I’m working on some new ways for ANGELINA to consider maps and layouts in the arcade games it designs. Whenever I try to expand or adjust the parameters for designing these game components, I like to pluck out a few arcade/older game archetypes and think how the ideas would evaluate against these old games. As an example, today I mused about using heatmaps to evaluate powerup/enemy placements. Here’s some terrible notebook-scrawl by way of illustration.
The idea being, if ANGELINA records where score was gained or lost during playouts, when it comes to look at layouts it can see where the activity is mostly going on.

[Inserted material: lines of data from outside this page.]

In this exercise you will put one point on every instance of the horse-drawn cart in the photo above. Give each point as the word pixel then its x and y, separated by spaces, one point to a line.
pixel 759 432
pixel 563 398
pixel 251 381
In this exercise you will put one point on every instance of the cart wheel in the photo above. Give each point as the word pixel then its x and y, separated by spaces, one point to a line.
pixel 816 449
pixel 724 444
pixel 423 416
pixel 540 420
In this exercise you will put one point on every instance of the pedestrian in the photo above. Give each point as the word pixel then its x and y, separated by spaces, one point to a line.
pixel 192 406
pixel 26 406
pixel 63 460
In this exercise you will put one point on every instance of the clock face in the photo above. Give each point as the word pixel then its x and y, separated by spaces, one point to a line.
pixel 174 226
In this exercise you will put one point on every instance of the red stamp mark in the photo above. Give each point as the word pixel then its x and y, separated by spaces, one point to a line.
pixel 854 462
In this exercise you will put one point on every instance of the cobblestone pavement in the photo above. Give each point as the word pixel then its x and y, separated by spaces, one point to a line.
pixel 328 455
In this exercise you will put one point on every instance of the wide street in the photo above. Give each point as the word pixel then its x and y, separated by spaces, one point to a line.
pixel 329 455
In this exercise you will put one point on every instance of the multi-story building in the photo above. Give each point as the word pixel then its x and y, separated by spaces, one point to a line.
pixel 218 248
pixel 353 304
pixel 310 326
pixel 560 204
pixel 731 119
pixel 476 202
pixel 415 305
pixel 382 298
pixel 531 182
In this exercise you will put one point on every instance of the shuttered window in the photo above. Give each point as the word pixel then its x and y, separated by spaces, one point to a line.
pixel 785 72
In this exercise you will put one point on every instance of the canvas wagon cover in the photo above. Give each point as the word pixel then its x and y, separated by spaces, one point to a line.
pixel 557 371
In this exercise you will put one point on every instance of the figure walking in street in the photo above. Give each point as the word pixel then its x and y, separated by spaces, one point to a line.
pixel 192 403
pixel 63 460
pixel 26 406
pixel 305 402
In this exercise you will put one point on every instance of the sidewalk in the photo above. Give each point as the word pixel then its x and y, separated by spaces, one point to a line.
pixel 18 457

That might come in handy, because if you think about PacMan such heatmaps show that rewards are pretty evenly spaced around the map, and that danger is normally mixed into areas that are dangerous.
I don’t know if heatmaps will help ANGELINA, hopefully I’ll find out later this week. What I noticed as I went through games testing this theory, though, was that it didn’t really fit all or even most templates I could think of. Asteroids heatmaps would look rather confusing indeed, and places where the player died don’t really correlate with the initial configuration of the map. For a game like Frogger it’s even less clear what’s going on, because a heatmap just looks like the game is a punishing mess of score loss (which, let’s face it, it is – I hate Frogger).

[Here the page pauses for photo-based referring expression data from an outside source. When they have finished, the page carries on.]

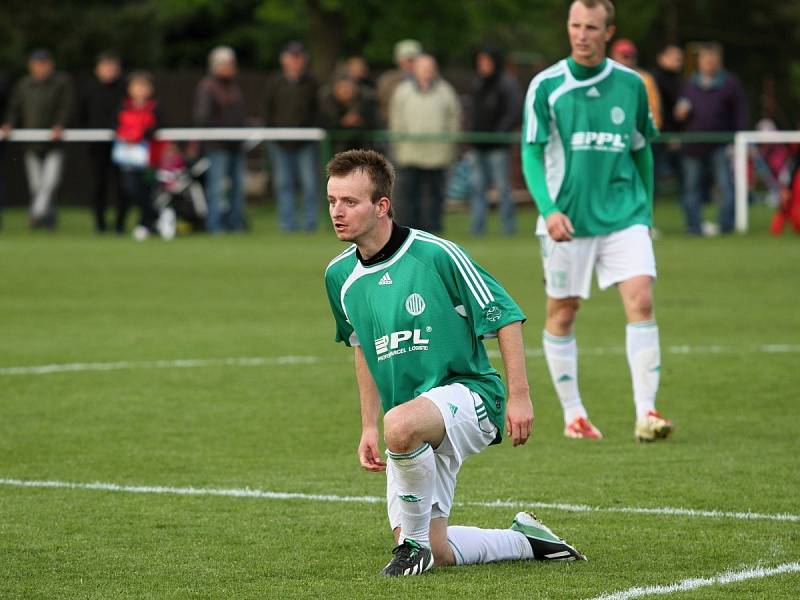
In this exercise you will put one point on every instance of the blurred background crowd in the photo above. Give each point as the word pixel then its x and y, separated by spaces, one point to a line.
pixel 204 185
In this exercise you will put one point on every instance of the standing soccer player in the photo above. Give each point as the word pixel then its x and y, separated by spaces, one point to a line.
pixel 588 164
pixel 415 308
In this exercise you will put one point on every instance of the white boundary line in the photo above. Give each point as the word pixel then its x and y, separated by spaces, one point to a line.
pixel 186 363
pixel 269 495
pixel 260 361
pixel 692 584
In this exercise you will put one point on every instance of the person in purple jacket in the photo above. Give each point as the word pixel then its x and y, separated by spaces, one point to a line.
pixel 712 100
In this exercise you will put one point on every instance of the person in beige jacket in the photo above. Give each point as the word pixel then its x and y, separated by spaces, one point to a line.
pixel 425 105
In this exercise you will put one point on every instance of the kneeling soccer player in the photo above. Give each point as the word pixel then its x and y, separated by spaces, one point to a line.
pixel 415 308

What impresses me is that no matter how many theories or ideas I come up with for evaluating these things, I find the huge variety of arcade games and games from older eras defeats me at some stage. This is to be expected, of course, and it means there is better research ahead and more things to learn. But it’s really great, really impressive, to see how varied and broad these games were. Whereas today, we often find them all in the same section – “Arcade” or “Retro”.
Fun is even more elusive a concept than I originally thought it to be when I started this research. It’s fragmented, confusing and subjective. The search continues!